“Don’t you believe it,” she said. “We’re a hard, logical, relentless people, like all peasant folk of Celtic stock. It’s the English who are romantic and sentimental, like the Germans.”

He was amazed at those words (so Eileen told us) and then laughed heartily in his very boyish way.

“You are pleased to make fun of me. You are pulling my leg, as we said at Oxford.”

So they took to talking for a few minutes in the courtyard when they met, and Eileen noticed that they met more often than before. She suspected him of arranging that, and it amused her. By that time she had a staunch friend in the old Kommandant who believed her to be an enemy of England and an Irish patriot. She was already playing the dangerous game under his very nose, or at least within fifty yards of the blotting-pad over which his nose used to be for many hours of the day in his office. It was utterly necessary to keep him free from any suspicion. His confidence was her greatest safeguard. It was therefore unwise to refuse him (an honest, stupid old gentleman) when he asked whether, now and again, he might bring one of his officers and enjoy an hour’s music in her rooms after dinner. He had heard her singing, and it had gone straight to his heart. There was one of his officers, Lieutenant Baron Franz von Kreuzenach, who had a charming voice. They might have a little musical recreation which would be most pleasant and refreshing.

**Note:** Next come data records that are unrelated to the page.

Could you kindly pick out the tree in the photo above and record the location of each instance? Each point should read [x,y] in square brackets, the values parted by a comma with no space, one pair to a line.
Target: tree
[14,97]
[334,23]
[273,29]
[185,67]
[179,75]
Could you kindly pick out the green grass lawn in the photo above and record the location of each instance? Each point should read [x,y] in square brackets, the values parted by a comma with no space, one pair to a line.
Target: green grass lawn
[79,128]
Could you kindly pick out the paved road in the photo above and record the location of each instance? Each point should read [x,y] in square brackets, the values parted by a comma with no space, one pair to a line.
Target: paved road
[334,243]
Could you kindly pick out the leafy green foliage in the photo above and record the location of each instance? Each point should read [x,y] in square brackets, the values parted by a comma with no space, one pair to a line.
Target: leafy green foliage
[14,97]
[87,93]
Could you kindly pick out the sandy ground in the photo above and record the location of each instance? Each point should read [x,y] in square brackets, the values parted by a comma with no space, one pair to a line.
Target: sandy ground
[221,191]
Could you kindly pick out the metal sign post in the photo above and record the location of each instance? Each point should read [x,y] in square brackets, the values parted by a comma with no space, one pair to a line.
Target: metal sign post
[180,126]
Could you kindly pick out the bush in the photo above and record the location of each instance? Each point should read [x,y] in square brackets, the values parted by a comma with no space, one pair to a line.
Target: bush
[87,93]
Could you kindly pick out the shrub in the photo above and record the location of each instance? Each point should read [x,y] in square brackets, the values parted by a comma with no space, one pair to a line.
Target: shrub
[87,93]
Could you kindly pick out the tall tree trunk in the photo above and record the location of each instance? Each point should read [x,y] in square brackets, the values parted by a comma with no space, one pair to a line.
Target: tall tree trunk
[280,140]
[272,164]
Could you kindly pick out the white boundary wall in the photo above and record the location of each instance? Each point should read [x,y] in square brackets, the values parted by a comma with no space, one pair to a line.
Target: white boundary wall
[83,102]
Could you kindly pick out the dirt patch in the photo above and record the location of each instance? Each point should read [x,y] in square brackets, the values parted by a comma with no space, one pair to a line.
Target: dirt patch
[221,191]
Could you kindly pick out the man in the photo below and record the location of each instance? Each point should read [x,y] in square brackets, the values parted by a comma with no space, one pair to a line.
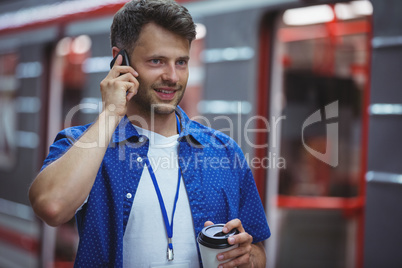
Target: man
[113,175]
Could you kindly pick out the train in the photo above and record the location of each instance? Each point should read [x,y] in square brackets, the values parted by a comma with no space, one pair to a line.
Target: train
[309,89]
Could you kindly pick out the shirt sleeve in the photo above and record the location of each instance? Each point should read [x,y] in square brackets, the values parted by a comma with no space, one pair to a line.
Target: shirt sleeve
[63,141]
[252,213]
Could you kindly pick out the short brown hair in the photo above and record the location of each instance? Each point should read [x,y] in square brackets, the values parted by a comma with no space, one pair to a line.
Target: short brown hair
[129,20]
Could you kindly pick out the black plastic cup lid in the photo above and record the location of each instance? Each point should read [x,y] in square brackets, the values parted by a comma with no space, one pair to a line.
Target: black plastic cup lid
[213,237]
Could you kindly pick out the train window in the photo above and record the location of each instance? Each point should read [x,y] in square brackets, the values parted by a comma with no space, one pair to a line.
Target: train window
[8,114]
[324,63]
[319,89]
[71,54]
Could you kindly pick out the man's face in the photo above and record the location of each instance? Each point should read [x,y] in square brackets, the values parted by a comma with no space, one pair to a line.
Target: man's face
[161,59]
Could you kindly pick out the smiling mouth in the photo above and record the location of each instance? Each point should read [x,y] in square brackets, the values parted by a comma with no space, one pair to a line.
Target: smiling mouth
[165,91]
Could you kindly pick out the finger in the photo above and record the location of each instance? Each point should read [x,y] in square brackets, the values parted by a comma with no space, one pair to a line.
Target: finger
[117,71]
[236,223]
[118,60]
[208,223]
[132,91]
[243,259]
[128,77]
[234,253]
[242,238]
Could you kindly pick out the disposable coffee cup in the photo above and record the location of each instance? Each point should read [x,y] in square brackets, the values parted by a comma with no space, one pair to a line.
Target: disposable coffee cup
[213,241]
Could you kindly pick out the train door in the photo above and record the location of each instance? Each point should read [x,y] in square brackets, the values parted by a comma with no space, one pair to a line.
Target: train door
[317,102]
[68,107]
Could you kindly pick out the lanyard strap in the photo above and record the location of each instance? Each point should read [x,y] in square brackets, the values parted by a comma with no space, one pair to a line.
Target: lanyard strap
[168,226]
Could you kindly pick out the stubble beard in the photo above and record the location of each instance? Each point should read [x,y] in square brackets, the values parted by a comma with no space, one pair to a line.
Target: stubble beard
[149,105]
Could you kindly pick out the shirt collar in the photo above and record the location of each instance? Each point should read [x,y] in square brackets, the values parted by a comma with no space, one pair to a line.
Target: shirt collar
[126,131]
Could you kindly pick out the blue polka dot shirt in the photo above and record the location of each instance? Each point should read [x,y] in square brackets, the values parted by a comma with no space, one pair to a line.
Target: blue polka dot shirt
[218,181]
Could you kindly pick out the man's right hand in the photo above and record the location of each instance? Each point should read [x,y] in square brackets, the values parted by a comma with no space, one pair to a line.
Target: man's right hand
[118,87]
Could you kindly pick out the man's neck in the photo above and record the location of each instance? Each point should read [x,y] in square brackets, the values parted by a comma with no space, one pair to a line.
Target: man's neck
[163,124]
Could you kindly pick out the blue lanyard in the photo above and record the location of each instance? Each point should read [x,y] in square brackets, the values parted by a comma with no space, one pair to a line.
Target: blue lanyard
[168,226]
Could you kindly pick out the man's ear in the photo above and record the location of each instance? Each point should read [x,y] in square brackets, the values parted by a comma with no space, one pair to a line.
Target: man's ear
[115,51]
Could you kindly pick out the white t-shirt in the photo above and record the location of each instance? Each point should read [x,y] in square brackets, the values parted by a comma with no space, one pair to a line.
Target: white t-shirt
[145,238]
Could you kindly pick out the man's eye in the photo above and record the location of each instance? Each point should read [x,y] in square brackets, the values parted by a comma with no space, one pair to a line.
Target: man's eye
[181,62]
[155,61]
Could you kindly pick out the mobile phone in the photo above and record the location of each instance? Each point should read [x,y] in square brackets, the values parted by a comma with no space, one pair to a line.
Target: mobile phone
[126,61]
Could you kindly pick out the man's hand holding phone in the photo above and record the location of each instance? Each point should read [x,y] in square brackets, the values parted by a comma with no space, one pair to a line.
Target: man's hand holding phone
[118,87]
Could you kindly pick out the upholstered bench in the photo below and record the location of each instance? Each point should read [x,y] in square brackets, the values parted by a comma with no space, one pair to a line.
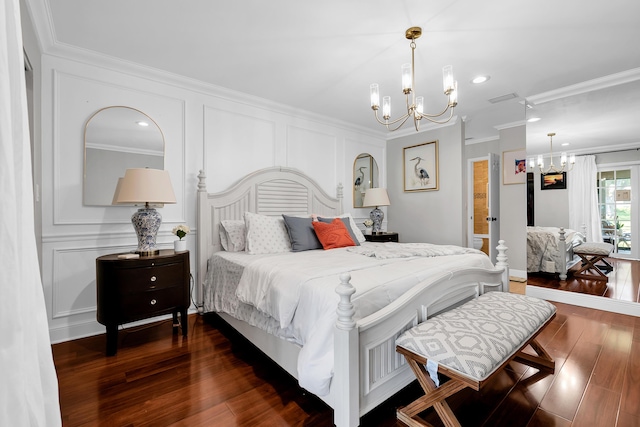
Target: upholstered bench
[469,345]
[593,264]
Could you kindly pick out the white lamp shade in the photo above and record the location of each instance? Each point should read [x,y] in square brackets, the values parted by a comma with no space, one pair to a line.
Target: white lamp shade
[144,185]
[376,197]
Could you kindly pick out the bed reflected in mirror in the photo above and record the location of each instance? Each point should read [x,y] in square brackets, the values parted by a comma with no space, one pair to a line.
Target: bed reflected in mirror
[365,176]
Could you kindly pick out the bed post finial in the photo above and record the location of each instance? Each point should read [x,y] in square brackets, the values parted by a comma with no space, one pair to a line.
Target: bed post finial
[502,262]
[202,182]
[345,307]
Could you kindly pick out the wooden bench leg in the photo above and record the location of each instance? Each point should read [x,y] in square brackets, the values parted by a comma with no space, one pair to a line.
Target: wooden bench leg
[433,397]
[590,270]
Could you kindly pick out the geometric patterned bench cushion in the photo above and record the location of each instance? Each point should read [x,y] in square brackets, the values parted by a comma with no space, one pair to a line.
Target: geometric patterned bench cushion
[594,248]
[475,338]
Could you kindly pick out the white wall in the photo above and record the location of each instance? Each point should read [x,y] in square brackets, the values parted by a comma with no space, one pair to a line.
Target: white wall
[429,216]
[226,134]
[513,206]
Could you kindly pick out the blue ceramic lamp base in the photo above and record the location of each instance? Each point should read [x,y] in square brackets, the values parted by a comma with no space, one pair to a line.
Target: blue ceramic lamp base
[146,222]
[377,216]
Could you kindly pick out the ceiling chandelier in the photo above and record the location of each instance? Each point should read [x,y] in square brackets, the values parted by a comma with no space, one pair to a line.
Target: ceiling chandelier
[415,104]
[552,168]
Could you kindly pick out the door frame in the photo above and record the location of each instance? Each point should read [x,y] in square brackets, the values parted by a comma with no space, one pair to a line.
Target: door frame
[635,204]
[493,200]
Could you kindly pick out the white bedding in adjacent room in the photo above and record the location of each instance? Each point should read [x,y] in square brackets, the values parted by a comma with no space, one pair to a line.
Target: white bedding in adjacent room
[295,292]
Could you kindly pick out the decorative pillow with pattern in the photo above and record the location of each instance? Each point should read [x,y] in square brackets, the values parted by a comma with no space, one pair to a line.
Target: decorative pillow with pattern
[266,234]
[232,235]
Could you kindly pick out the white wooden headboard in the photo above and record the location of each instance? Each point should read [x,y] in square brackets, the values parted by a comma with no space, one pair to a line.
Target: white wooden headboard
[272,191]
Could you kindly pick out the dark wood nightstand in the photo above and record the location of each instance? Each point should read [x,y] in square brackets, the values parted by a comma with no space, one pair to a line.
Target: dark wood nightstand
[139,288]
[382,237]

“Bring your Baron,” said Eileen. “I shall not scandalise my neighbours when the courtyard is closed.”

Her girl-friends were scandalised when they heard of these musical evenings—two or three times a month—until she convinced them that it was a service to France, and a life insurance for herself and them. There were times when she had scruples. She was tricking both those men who sat in her room for an hour or two now and then, so polite, so stiffly courteous, so moved with sentiment when she sang old Irish songs and Franz von Kreuzenach sang his German songs. She was a spy, in plain and terrible language, and they were utterly duped. On more than one night while they were there an escaped prisoner was in the cellar below, with a German uniform, and cypher message, and all directions for escape across the lines. Though they seldom talked about the war, yet now and again by casual remarks they revealed the intentions of the German army and its moral, or lack of moral. With the old Kommandant she did not feel so conscience-stricken. To her he was gentle and charming, but to others a bully, and there was in his character the ruthlessness of the Prussian officer on all matters of “duty,” and he hated England ferociously.

With Franz von Kreuzenach it was different. He was a humanitarian, and sensitive to all cruelty in life. He hated not the English but the war with real anguish, as she could see by many words he let fall from time to time. He was, she said, a poet, and could see across the frontiers of hatred to all suffering humanity, and so revolted against the endless, futile massacre and the spiritual degradation of civilised peoples. It was only in a veiled way he could say these things, in the presence of his superior officer, but she understood. She understood another thing as time went on—nearly eighteen months all told. She saw, quite clearly, as all women must see in such a case that this young German was in love with her.

“He did not speak any word in that way,” said Eileen when she told us this, frankly, in her straight manner of speech, “but in his eyes, in the touch of his hand, in the tones of his voice, I knew that he loved me, and I was very sorry.”

“It was a bit awkward,” said Brand, speaking with a strained attempt at being casual. I could see that he was very much moved by that part of the story, and that there was a conflict in his mind.